Signaling through the Keap1-Nrf2 antioxidant response pathway is shown in a simplified manner. In basal conditions, Nrf2 is targeted by Keap1 for Cullin3-mediated polyubiquitination and proteasomal degradation. Phase 2 genes are mostly inactive and Antioxidant Response Elements (AREs) in their enhancers are largely bound by small Maf dimers or other repressive factors like Bach1. Oxidants, electrophiles, cancer chemopreventive agents, and other “inducers” impair Nrf2 degradation and facilitate the nuclear accumulation of Nrf2. The activation of Nrf2 is further promoted by positive pathway modulators like DJ-1, p62, and prohibitin. As a result, antioxidant response genes are transcriptionally induced in a coordinated manner through Nrf2-small Maf dimers bound to their AREs, the redox balance is restored, and oxidative damage is minimized.
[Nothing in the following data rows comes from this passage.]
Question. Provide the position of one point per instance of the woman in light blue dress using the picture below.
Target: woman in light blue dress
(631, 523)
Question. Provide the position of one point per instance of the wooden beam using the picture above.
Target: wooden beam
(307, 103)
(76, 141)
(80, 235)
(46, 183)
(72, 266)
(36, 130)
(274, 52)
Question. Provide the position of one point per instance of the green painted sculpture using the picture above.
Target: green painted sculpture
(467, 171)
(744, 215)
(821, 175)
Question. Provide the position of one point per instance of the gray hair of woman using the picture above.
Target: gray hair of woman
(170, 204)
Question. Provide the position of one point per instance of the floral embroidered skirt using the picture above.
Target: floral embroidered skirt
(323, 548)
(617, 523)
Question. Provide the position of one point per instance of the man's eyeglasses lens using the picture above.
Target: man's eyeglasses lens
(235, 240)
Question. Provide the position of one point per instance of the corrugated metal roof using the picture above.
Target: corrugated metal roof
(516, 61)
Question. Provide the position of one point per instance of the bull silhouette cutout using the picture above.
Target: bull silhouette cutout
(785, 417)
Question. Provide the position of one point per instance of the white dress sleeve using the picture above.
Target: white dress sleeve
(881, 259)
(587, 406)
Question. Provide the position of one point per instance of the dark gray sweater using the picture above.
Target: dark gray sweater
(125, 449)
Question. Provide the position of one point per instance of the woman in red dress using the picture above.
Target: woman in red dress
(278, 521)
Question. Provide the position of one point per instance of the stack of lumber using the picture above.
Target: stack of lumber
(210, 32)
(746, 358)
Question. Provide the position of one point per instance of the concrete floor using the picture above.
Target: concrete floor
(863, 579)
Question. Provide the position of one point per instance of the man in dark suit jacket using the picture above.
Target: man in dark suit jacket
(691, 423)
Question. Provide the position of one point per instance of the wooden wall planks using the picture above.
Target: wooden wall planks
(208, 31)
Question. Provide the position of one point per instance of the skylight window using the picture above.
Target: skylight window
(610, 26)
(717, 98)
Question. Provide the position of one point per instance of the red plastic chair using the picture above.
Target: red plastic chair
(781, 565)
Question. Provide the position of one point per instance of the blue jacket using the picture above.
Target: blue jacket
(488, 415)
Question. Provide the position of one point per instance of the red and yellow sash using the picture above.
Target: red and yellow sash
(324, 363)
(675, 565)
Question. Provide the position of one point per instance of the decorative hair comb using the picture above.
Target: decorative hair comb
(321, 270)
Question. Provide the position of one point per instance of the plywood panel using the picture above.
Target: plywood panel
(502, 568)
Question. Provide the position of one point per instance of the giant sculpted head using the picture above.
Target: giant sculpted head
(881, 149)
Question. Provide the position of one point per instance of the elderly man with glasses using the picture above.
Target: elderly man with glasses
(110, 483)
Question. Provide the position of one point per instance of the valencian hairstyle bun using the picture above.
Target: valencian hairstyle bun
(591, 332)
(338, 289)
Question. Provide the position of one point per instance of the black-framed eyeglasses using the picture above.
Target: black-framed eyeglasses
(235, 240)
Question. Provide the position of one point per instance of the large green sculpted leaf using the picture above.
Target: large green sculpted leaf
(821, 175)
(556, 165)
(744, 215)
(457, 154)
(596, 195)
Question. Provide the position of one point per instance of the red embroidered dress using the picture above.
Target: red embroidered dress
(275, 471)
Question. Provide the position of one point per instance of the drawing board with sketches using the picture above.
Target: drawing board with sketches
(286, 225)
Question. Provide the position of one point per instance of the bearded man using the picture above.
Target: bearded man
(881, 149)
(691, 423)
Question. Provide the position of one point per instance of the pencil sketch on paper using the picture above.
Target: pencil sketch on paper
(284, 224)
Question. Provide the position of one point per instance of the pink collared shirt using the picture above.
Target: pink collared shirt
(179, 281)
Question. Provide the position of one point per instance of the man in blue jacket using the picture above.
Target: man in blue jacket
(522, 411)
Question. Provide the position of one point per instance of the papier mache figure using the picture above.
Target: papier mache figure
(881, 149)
Chronic oxidative stress associated with aging or degenerative diseases handicaps the expression or function (↓) of critical Nrf2 pathway modulators, or increases the abundance (↑) of negative regulators like Keap1 and Bach1. Nrf2 proteolysis is increased, while several other steps (*) of the pathway are reduced. As a result, Nrf2 activity is compromised despite the presence of oxidative conditions. Nrf2-stimulating compounds, like sulforaphane and lipoic acid, induce Nrf2 activity and restore the Cnc antioxidant response.